Lo malo de este testigo es que todo lo que dice suena a verdadero. Veo en los ojos de Jeffers que éste sabe adónde pretendo ir a parar. ¿Por qué un hombre que está sin blanca, y que se gasta doscientos dólares en comprar una pistola, va a dejársela en el barco de su patrono cuando se despide? Así que no es ése el camino que tomo.
– Señor Jeffers… ¿Sabía que el hecho de que un ex presidiario posea una arma constituye una violación de las leyes federales?
– Sí que lo sé -dice Jeffers-. Me enteré de ello. Por eso, cuando me despedí le dije al señor Hale que dejaba la pistola en su barco.
Éste es uno de los motivos por los que uno nunca debe tratar de sorprender a un testigo.
– Lo olvidé por completo -dice Jonah a Harry en voz alta sin que a nosotros nos sea posible impedírselo-. La tiré. La arrojé por la borda cuando Amanda comenzó a ir por el barco.
La sala de audiencias se convierte en un hervidero de rumores. Peltro da repetidos golpes con la maza, exigiendo orden.
– Haga usted callar a su cliente, señor Madriani.
– De veras que lo olvidé. -Jonah sigue intentando convencer a Harry.

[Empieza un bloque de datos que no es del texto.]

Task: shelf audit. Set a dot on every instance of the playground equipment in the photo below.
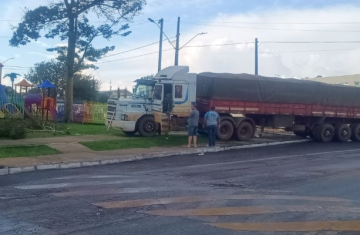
(24, 85)
(10, 104)
(48, 102)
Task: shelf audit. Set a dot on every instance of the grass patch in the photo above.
(79, 129)
(139, 142)
(26, 151)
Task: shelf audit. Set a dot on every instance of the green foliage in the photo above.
(61, 17)
(12, 128)
(103, 98)
(67, 20)
(85, 86)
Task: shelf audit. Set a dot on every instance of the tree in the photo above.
(85, 86)
(67, 19)
(103, 98)
(12, 77)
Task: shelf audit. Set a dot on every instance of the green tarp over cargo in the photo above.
(252, 88)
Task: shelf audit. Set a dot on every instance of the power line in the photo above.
(277, 29)
(309, 42)
(9, 66)
(154, 43)
(133, 56)
(274, 52)
(246, 22)
(279, 42)
(264, 52)
(226, 44)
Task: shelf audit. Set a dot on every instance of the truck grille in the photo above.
(111, 108)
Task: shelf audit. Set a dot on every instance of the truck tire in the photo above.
(355, 132)
(302, 134)
(147, 126)
(244, 131)
(316, 133)
(226, 130)
(129, 133)
(325, 133)
(342, 132)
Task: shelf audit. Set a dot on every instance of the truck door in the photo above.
(158, 98)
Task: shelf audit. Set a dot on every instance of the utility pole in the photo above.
(1, 71)
(256, 57)
(161, 21)
(177, 43)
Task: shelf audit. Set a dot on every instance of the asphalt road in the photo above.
(308, 188)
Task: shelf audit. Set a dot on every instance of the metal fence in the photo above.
(86, 112)
(11, 106)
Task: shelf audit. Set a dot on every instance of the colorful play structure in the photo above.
(44, 104)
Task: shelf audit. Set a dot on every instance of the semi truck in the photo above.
(244, 102)
(134, 114)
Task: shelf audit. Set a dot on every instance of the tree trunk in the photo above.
(70, 71)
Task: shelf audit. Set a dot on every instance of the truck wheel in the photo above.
(147, 127)
(325, 133)
(342, 132)
(316, 133)
(244, 131)
(226, 130)
(355, 132)
(129, 133)
(302, 134)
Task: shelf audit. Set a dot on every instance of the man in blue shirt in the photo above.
(212, 122)
(193, 124)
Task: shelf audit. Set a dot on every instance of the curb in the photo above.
(136, 157)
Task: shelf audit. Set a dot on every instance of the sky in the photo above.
(275, 23)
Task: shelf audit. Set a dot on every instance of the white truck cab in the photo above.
(129, 112)
(151, 99)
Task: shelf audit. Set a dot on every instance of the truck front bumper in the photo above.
(123, 125)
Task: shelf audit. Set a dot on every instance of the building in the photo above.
(350, 80)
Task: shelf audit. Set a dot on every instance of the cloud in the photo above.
(42, 44)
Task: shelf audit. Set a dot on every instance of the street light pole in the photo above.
(161, 21)
(1, 66)
(256, 57)
(177, 43)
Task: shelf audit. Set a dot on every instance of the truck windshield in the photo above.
(142, 91)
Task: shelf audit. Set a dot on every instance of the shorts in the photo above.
(192, 130)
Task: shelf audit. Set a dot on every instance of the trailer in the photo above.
(322, 111)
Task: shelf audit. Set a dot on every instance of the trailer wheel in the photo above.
(355, 132)
(244, 131)
(316, 133)
(129, 133)
(147, 126)
(302, 134)
(342, 132)
(325, 133)
(226, 130)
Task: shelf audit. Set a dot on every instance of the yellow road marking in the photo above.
(293, 226)
(249, 210)
(190, 199)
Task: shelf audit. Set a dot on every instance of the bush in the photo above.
(12, 128)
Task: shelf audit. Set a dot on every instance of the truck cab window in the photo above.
(178, 91)
(158, 93)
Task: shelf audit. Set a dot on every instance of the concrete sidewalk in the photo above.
(58, 140)
(91, 158)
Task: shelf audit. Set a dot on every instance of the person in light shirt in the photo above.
(212, 122)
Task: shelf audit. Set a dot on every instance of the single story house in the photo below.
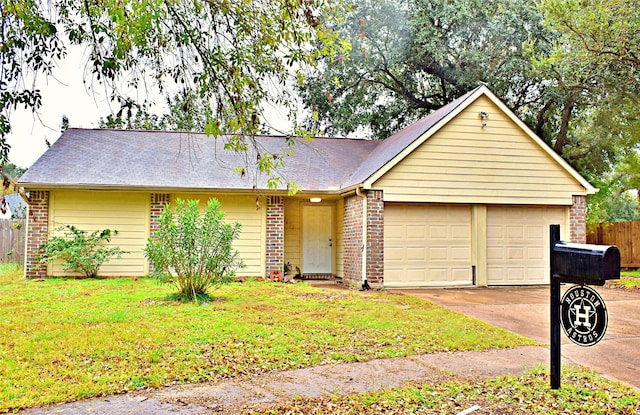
(463, 197)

– Señor Hale, silencio -dice el juez.
Éstas son las últimas palabras que pronuncia el juez antes de que Jonah se derrumbe sobre la mesa de la defensa, como un peso muerto, como un melón estrellándose contra una pared.
TREINTA
Me doy cuenta de que Mary ha estado aquí antes. Nos habla a Harry y a mí de la otra habitación que hay pasillo abajo, la que tiene unas luces tenues en las mesas auxiliares, unos grandes y mullidos sofás pegados a las paredes, y cortinas en la pequeña cristalera que da al pasillo. Se trata de la sala de espera de los familiares, el lugar al que uno no quiere que lo lleven cuando el médico sale a dar la noticia.
– Había otra señora la última vez que estuve aquí -dice Mary-. Se la llevaron a esa habitación.
Como era de esperar, Mary está alarmadísima. Se fija en todos los detalles, buscando esperanza en las expresiones de los perfectos desconocidos que transitan por el concurrido hospital camino de sus obligaciones. Un joven con bata verde pasa corriendo ante la puerta abierta. A Mary la tranquiliza el hecho de que, al menos, el joven vaya a la carrera.
– Si Jonah estuviera muerto, no correrían -dice.
Probablemente, en la UCI hay dos docenas de pacientes, y quizá el muchacho de la bata verde simplemente vaya a otra unidad a limpiar los orinales, pero Harry y yo no le decimos nada de esto a Mary.
De momento nos hallamos en una pequeña sala de espera, junto a la UCI, la unidad de cuidados intensivos, bañados por la antiséptica luz de los tubos fluorescentes del techo. Esperamos que alguien nos diga algo.
Me han dicho que Jonah no recuperó el conocimiento en la ambulancia, pero que mantiene las constantes vitales: el pulso y la presión sanguínea. Al cabo de unos minutos de sufrir el ataque, ya le habían suministrado oxígeno. Por suerte, en el corredor del juzgado había un equipo de paramédicos, esperando para testificar en su propia defensa, un caso civil por negligencia que, debido a las limitaciones de espacio, se estaba viendo en el edificio de los tribunales penales.